I spent 15 more years in the lab working on HIV and Hepatitis, then moved to business-side of things – though still supporting the work on HIV and Hepatitis. Later this also included work on the next generation nucleic acid tests using PCR to detect HIV, Hepatitis and other infectious diseases.

My career success then enabled me to honor Tim’s memory and his support of me by providing support to others through endowing a chair that will reside in the School of Molecular and Cellular Biology, with a joint appointment in the new College of Medicine, in the field of Infectious Disease and Immunology, in Tim’s name.
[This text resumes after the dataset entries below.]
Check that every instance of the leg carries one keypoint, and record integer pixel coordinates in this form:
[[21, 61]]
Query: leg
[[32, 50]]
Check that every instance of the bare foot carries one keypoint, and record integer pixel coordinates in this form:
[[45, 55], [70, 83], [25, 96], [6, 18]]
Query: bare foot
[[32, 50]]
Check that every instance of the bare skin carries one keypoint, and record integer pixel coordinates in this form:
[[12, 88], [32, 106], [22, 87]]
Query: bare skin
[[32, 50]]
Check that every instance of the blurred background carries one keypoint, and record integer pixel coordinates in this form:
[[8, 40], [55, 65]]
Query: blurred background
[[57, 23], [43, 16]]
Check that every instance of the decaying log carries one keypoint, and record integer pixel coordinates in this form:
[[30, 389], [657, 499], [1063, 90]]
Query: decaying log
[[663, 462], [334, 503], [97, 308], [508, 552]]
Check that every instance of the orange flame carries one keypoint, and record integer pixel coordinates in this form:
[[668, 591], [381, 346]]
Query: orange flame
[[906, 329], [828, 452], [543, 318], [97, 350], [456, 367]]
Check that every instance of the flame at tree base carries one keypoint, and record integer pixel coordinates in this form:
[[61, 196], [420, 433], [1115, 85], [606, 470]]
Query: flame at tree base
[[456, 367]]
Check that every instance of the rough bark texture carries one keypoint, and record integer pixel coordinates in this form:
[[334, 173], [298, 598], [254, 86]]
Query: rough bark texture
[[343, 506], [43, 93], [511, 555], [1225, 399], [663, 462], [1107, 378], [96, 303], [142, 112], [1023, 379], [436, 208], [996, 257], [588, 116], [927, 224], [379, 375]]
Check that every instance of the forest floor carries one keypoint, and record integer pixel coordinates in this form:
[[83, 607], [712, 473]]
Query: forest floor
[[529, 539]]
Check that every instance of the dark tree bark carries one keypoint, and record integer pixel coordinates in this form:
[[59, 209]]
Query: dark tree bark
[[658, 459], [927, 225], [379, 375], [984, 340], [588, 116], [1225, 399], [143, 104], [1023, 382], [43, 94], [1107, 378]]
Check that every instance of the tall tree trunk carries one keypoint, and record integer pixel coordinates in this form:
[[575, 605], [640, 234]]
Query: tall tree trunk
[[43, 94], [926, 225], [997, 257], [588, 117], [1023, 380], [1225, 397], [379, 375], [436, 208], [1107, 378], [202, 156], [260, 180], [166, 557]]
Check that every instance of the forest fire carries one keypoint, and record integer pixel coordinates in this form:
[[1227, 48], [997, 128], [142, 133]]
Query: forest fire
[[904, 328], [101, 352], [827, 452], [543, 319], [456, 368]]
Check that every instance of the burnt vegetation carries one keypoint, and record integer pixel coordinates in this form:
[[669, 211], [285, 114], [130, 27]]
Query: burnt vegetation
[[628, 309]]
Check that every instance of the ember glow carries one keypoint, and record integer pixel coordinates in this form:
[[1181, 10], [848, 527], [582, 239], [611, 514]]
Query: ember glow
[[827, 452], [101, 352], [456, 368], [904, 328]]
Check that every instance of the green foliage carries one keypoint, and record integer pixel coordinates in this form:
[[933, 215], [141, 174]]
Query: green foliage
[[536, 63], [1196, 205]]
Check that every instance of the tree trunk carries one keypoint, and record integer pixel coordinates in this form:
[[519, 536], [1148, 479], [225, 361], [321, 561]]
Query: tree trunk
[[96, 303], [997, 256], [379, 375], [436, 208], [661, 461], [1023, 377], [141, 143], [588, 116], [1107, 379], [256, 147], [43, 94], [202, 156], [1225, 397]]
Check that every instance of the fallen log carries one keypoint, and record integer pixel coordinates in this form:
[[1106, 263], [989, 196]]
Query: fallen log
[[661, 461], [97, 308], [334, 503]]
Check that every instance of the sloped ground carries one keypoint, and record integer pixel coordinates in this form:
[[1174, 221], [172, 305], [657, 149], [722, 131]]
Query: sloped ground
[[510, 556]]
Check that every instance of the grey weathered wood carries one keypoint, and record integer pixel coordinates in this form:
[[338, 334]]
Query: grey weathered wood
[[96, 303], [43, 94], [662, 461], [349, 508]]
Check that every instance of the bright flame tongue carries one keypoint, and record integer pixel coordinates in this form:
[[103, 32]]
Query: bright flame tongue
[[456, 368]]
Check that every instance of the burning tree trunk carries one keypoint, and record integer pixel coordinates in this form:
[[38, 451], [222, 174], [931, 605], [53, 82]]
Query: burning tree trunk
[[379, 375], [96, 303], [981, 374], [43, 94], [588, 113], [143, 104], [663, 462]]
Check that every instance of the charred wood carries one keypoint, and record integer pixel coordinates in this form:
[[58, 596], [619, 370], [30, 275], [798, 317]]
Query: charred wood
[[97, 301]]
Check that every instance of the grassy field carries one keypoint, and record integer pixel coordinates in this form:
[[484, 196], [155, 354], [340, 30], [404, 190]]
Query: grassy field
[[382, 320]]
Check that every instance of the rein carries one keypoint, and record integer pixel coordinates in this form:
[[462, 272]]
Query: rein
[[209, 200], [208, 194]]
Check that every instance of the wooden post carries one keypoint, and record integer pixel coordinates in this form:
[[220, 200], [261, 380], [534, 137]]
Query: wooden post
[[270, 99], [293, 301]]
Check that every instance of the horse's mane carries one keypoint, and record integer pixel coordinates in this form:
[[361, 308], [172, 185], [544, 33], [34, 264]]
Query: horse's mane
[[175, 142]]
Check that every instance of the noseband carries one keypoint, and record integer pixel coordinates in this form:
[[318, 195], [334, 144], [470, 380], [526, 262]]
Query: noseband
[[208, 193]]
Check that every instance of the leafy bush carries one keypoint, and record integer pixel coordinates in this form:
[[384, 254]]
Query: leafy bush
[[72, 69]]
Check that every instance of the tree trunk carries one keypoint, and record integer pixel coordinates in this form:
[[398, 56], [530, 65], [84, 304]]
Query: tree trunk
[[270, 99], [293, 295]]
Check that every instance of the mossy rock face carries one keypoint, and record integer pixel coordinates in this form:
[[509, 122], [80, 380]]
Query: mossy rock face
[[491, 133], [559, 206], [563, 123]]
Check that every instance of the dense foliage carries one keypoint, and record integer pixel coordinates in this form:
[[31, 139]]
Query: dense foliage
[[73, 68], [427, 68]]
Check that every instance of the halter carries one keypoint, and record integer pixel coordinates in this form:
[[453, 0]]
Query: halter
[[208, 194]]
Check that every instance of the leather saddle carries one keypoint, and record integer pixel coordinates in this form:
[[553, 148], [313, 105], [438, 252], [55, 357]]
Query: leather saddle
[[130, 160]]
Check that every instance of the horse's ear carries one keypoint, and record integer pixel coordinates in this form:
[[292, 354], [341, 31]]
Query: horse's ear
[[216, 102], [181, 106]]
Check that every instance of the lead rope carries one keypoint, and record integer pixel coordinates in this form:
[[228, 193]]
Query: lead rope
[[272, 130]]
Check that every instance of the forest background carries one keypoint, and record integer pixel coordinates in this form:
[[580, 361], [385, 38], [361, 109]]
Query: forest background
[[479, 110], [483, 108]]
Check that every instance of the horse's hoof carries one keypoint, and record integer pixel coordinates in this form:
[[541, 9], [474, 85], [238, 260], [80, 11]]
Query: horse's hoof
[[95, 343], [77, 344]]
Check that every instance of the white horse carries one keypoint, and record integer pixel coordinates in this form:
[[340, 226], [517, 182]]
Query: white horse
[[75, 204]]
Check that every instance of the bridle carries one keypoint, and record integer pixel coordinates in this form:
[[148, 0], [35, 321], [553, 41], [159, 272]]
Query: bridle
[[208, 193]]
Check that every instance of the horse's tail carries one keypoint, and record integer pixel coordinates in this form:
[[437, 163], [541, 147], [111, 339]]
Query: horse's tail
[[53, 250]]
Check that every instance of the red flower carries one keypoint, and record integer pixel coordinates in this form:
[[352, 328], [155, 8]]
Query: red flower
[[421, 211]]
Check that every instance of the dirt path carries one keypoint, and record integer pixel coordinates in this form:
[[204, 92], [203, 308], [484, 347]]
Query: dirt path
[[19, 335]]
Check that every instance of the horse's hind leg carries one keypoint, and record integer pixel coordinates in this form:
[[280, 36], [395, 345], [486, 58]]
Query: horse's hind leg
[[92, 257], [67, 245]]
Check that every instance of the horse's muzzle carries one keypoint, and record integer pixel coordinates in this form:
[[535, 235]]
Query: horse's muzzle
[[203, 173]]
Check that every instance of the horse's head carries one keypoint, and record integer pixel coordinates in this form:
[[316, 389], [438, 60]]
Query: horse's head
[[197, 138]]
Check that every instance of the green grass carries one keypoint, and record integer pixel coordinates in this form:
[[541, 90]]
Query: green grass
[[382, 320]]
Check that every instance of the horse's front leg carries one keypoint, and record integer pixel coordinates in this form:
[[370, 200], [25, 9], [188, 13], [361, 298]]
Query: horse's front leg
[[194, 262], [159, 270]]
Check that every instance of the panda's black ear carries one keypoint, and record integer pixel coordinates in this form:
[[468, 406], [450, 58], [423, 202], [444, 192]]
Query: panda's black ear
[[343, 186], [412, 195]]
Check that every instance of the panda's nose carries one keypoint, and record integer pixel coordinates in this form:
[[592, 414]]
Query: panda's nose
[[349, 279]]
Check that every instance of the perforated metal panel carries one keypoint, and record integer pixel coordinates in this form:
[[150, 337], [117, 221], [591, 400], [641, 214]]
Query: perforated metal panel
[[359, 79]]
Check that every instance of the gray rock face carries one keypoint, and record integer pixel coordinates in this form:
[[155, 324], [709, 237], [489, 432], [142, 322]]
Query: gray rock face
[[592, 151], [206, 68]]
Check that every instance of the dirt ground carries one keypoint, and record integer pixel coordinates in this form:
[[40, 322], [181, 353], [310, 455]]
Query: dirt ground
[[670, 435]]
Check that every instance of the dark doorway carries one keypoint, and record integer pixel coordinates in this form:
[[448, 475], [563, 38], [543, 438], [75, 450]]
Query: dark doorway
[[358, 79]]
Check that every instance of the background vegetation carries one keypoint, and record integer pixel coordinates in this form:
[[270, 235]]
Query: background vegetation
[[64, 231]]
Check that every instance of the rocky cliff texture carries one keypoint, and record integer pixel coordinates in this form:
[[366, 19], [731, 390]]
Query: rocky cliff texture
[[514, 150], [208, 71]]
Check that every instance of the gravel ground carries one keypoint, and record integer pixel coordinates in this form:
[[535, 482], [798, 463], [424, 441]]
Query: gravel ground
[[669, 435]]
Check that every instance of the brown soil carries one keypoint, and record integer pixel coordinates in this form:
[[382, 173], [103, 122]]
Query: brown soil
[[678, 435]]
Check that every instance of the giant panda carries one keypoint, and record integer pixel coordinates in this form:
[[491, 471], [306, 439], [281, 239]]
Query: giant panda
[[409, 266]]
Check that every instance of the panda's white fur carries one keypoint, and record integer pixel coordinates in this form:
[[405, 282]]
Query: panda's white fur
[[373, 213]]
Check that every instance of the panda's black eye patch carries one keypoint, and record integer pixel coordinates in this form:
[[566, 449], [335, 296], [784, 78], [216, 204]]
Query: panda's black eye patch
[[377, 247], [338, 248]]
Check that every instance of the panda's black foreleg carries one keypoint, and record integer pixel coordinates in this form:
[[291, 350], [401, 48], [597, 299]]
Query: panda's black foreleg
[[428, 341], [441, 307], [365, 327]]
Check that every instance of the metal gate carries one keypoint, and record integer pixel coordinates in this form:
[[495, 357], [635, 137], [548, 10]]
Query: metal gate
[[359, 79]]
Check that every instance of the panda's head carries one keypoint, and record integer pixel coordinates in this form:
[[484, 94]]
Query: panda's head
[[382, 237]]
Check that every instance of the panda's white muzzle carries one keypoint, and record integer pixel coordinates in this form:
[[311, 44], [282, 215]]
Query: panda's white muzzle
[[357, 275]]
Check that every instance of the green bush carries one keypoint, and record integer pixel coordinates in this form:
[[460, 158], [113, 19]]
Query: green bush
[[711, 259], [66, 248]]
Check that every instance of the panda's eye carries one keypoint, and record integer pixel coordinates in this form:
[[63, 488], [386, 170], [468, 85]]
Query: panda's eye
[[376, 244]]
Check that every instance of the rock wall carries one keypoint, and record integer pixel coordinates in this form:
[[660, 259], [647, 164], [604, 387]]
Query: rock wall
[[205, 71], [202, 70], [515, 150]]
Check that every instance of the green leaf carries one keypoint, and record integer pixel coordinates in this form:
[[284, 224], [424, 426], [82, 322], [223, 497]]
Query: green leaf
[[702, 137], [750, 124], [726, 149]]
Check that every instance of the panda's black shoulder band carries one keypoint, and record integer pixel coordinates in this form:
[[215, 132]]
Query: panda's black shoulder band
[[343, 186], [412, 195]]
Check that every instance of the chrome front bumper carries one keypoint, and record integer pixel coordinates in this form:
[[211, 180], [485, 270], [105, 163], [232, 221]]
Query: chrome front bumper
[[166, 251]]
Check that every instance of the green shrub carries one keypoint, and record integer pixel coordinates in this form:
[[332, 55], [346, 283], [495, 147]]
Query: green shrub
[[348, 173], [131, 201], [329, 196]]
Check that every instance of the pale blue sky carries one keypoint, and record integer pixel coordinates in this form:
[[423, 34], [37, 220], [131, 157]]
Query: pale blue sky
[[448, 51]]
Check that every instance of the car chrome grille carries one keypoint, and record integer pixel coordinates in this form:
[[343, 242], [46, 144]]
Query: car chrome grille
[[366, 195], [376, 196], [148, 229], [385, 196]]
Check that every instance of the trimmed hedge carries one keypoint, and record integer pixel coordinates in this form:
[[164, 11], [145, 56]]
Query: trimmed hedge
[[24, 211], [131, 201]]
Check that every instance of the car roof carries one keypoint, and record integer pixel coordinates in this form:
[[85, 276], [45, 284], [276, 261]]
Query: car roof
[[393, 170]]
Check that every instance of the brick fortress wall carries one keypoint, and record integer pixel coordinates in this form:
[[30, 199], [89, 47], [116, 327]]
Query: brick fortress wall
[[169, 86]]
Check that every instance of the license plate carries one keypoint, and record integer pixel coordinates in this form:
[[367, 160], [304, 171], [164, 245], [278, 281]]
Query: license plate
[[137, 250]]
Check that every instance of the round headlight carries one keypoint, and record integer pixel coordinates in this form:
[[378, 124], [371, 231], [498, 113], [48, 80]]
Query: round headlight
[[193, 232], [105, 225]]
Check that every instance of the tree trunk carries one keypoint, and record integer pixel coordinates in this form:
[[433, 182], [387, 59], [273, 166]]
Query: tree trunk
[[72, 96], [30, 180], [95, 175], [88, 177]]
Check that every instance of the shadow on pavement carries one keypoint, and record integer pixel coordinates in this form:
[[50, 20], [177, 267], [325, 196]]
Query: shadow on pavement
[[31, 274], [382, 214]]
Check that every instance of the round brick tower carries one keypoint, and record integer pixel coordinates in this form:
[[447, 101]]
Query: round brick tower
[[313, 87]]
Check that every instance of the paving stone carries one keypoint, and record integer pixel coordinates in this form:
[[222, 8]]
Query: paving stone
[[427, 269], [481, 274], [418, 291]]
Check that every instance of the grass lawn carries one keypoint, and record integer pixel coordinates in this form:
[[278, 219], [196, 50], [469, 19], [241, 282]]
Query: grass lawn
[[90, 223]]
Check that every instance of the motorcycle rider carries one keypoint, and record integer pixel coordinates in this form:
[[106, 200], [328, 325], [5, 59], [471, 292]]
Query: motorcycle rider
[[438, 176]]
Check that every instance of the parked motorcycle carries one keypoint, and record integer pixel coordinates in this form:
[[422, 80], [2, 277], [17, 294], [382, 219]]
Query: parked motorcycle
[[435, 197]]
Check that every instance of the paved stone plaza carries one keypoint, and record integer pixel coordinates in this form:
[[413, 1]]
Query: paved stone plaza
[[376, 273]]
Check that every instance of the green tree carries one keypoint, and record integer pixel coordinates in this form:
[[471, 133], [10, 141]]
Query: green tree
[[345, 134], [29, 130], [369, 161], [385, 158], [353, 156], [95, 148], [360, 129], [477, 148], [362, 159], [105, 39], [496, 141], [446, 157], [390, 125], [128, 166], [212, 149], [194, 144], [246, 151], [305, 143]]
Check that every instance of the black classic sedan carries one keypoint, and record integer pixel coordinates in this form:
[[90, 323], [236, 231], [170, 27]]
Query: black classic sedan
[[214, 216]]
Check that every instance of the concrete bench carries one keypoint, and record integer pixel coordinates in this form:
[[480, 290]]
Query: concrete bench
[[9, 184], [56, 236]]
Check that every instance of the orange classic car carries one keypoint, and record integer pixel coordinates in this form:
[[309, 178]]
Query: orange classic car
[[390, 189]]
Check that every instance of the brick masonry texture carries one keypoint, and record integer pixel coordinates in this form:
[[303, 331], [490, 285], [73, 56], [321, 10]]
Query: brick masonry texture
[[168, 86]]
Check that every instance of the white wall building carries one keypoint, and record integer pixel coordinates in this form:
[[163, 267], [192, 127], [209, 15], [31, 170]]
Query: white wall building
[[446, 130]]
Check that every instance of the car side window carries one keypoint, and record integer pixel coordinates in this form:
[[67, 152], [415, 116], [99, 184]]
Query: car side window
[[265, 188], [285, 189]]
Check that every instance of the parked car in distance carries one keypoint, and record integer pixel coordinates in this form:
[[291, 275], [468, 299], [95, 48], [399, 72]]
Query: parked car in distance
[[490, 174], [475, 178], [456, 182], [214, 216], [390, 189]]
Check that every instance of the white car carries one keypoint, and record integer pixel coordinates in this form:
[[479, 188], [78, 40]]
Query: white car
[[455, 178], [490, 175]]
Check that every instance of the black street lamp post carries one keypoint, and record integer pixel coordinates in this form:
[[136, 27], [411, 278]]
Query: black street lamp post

I cannot tell you how happy it makes me to be able to do this.

In closing I would like to leave you with these thoughts: Do something that means something to you; that you are passionate about. If you do that, it will, by definition, make you personally successful. When you are able to, honor the support that you have received to achieve that success by giving back – and continue the circle of support.

Now – Go do great things ! Thank you.

~~ Deborah A. Paul, Ph.D. received her Masters in Biology from the University of Illinois in 1979.